LOCAL landholders in the Putty region aren’t the only ones benefiting from a successful feral der and wild dog control program recently with a healthy koala caught on camera in the area.

The program, coordinated by Greater Sydney Local Land Services, saw more than 30 feral deer removed from the area over a period of just two weeks.

Biosecurity Team Leader Lee Parker said the area was targeted due to a high volume of landholder complaints of feral deer and wild dogs impacting their livestock as well as their own safety.

“This area used to be home to an old deer farm and we believe the animals where pretty much left to roam after the place shut down,” he said.

“Sadly, there was also a human fatality there a few months ago as a result of a motorists hitting a deer.”

Mr Parker said the program involved the use of innovative new technology including infrared tools, thermal scopes, motion-detector cameras and real time location tracking and reporting.

“We developed and implemented this technology to maximise the effectiveness of the program, increase accuracy and also ensure the safety of our staff and the community,” he said.

Through this technology the team were also able to capture a collection of photographs of animal activity in the area.
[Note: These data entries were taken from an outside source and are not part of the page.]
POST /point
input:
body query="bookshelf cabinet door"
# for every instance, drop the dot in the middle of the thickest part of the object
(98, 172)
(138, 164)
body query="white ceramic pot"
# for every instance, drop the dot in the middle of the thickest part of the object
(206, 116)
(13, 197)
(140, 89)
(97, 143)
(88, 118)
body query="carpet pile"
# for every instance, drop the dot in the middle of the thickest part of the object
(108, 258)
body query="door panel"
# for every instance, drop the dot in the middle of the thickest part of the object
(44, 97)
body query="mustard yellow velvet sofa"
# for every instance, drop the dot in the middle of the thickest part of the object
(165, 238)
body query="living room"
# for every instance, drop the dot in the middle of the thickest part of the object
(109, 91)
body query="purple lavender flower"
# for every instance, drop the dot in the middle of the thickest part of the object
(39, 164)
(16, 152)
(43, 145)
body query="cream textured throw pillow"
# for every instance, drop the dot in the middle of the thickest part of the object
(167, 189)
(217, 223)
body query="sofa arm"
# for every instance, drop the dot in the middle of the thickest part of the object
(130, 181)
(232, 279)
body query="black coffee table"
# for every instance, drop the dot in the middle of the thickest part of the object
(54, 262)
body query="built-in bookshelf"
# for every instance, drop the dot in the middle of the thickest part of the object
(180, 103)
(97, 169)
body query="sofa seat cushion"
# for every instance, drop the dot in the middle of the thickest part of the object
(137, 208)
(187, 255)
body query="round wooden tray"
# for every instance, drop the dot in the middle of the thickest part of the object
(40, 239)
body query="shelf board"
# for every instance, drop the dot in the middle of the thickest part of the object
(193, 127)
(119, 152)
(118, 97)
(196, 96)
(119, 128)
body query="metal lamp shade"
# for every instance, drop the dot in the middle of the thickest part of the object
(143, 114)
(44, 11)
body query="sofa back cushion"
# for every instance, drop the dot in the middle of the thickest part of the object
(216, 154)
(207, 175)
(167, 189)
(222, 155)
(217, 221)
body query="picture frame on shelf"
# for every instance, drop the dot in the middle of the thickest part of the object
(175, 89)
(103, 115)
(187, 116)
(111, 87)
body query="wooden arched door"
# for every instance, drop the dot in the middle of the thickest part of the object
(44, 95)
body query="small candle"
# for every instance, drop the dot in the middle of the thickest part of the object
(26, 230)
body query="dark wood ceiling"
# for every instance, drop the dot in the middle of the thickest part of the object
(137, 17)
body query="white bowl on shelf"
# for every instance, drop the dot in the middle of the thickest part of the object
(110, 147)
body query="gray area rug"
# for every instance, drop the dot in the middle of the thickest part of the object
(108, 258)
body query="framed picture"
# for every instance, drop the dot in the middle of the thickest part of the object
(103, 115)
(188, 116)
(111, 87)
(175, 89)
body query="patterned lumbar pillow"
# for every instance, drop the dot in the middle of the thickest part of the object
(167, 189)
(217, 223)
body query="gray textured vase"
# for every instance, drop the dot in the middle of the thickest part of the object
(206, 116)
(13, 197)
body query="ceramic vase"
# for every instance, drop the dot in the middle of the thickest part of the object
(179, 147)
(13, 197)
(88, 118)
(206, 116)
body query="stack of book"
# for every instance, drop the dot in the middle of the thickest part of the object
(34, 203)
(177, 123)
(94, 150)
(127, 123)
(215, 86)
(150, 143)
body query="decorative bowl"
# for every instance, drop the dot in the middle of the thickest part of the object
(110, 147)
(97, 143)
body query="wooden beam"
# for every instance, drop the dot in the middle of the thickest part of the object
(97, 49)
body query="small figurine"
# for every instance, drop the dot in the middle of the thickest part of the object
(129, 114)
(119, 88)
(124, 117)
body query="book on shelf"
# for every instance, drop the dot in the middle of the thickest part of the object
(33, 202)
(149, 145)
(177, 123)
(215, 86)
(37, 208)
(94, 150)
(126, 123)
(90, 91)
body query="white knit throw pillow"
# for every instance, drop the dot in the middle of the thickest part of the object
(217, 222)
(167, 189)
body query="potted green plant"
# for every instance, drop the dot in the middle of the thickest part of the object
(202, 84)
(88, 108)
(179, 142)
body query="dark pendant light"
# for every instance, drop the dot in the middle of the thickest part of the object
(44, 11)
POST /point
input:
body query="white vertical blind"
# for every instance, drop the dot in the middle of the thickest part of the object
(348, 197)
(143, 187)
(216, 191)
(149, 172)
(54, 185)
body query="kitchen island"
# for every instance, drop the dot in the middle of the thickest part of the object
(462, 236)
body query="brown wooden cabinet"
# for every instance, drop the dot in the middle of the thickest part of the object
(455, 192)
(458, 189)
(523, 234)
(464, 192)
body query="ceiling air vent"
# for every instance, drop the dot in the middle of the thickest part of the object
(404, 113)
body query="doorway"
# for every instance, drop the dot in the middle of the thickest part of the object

“We were thrilled when we came across two clear images of a healthy koala on site,” he said.

“It highlights the importance of pest animal control not just for our agricultural industries but our native animals and the environment as well.”

But the aim of reducing the impact of feral animals on landscapes and native animals recovering from bushfires and at the end that it is part of the Bushfire Recovery program

The program is part of the Bushfire Recovery program focused on reducing the impact of feral animals on landscapes and native animals from bushfires through funding from the Australian Government’s National Landcare Program.